Posted on 04/01/2007 6:08:32 PM PDT by neverdem

TO a public now accustomed to calls for “a cure for cancer,” it can come as an unpleasant surprise to learn about the complexities of cancer. “Cancer” is not one disease, but a category encompassing many different diseases, and we are more likely to see incremental advances against individual types of cancers than universal cures.

But there is also promise in this more nuanced view. The great variety of cancers reflects the fundamental mechanism by which the disease arises: the different combinations of genetic variations that cause normal cells to grow excessively and behave badly. These cancer-causing mutations may be inherited or, more commonly, incurred after birth, and our ability to describe them offers entry to a world in which cancer can be better controlled. We already know a few hundred of the genes that are mutated in various cancers, and we are poised to discover virtually all of them through a new kind of “genome project” that is just beginning.

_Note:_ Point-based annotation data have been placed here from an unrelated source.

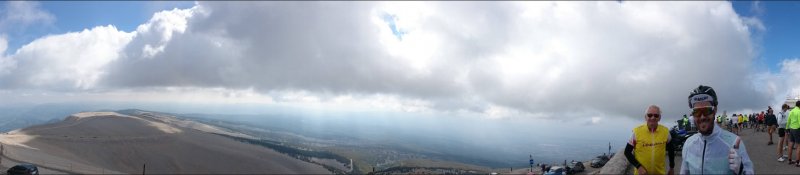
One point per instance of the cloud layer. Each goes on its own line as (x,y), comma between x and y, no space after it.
(551,59)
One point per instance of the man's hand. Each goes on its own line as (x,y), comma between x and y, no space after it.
(641,170)
(734,160)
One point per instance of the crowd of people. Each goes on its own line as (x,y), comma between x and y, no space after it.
(717,148)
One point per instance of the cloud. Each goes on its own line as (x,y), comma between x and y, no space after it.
(494,58)
(19,15)
(71,61)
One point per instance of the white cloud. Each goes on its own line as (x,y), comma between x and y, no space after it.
(492,58)
(74,60)
(18,15)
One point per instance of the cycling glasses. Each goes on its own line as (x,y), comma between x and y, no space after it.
(704,111)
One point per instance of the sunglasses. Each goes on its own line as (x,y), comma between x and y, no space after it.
(704,111)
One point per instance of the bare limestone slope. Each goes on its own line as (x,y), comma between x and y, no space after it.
(109,142)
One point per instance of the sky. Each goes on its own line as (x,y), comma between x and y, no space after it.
(588,61)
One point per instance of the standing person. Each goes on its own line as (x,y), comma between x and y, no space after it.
(782,132)
(713,151)
(762,124)
(793,124)
(736,120)
(648,144)
(772,123)
(746,123)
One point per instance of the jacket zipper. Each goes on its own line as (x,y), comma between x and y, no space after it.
(703,158)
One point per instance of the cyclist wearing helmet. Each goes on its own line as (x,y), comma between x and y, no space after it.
(714,150)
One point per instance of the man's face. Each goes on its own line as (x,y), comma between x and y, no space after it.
(704,114)
(653,116)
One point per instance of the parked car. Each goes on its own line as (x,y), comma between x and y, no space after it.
(575,167)
(555,170)
(599,161)
(27,169)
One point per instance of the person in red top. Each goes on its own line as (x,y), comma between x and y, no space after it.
(760,119)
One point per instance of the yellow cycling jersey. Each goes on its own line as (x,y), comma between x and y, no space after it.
(650,148)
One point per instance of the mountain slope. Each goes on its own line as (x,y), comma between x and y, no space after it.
(97,142)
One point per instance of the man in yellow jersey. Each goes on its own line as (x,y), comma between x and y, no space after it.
(648,144)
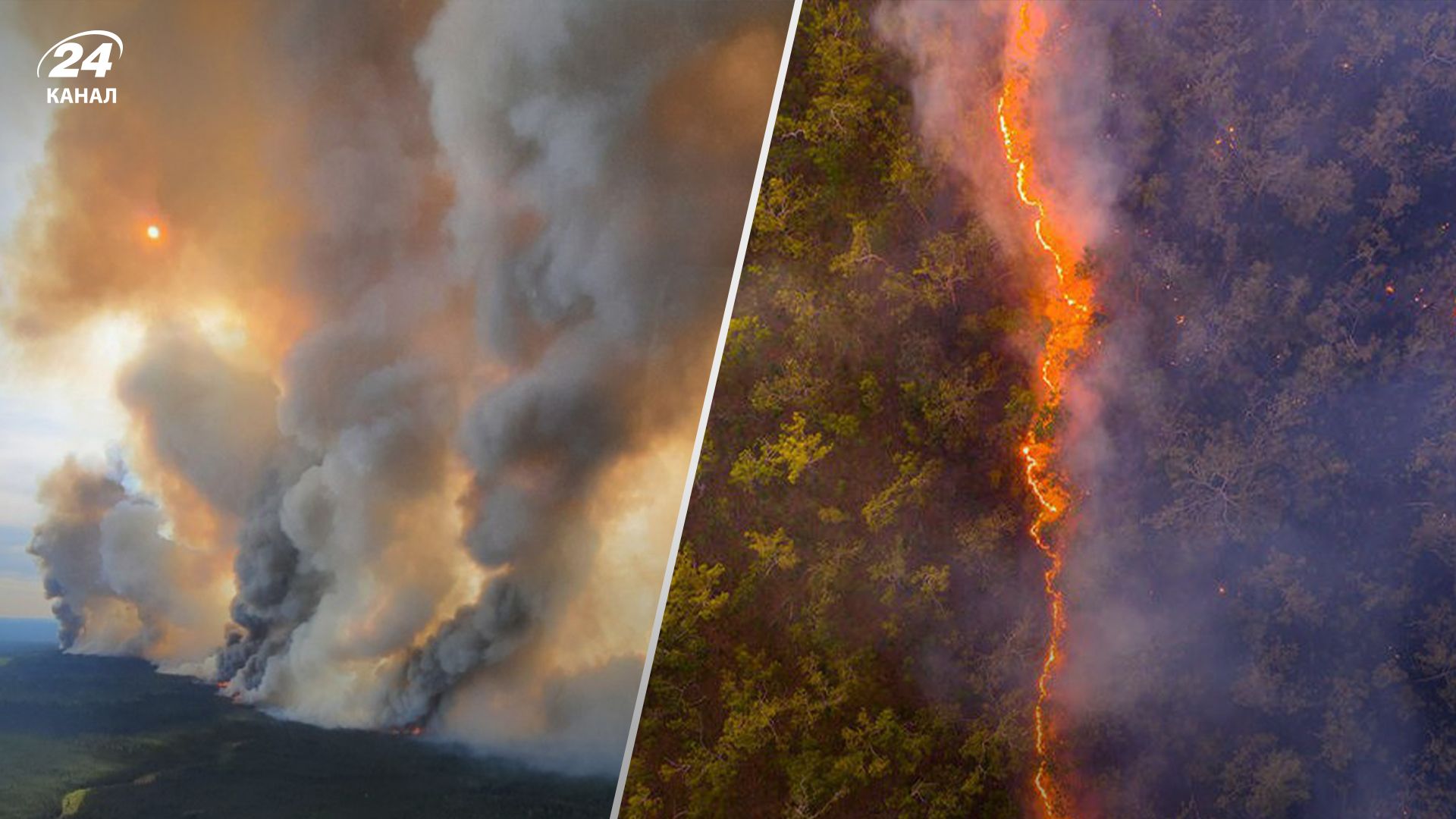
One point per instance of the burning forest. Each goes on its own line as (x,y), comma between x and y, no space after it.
(408,314)
(1082,439)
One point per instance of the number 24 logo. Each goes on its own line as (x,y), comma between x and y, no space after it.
(98,61)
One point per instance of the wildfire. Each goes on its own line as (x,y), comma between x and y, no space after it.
(1068,308)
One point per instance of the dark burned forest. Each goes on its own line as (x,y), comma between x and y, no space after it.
(1261,566)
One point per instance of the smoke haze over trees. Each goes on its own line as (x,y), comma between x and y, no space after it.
(1260,570)
(419,344)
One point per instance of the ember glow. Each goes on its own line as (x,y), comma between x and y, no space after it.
(1068,308)
(391,447)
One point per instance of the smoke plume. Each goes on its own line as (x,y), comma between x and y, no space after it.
(1257,595)
(427,331)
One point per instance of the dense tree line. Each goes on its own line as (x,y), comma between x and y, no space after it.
(1266,557)
(852,629)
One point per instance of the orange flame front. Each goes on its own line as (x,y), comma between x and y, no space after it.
(1069,308)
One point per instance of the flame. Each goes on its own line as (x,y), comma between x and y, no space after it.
(1069,309)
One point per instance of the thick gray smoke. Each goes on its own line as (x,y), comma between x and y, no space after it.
(1258,566)
(424,400)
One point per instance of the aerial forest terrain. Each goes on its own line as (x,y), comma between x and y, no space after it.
(1261,564)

An obvious application of genetic knowledge about specific cancers is the development of drugs and antibodies that reverse the effects of the mutations in those cancers. Some success in this difficult endeavor has already been achieved — in the clinic, not just the laboratory. But new genetic knowledge can also be used to assess an individual’s inherited risk of developing certain kinds of cancer or to predict the likely behavior of any identified tumor.

Hereditary risks of developing cancer can now be determined by examining about 30 different genes that can cause changes associated with certain cancers. This information can be enormously beneficial by encouraging early screening or preventive surgery. But it can also create anxieties about genetic discrimination, upset families and raise disturbing questions about who should be tested and when. Most of the known mutations are so...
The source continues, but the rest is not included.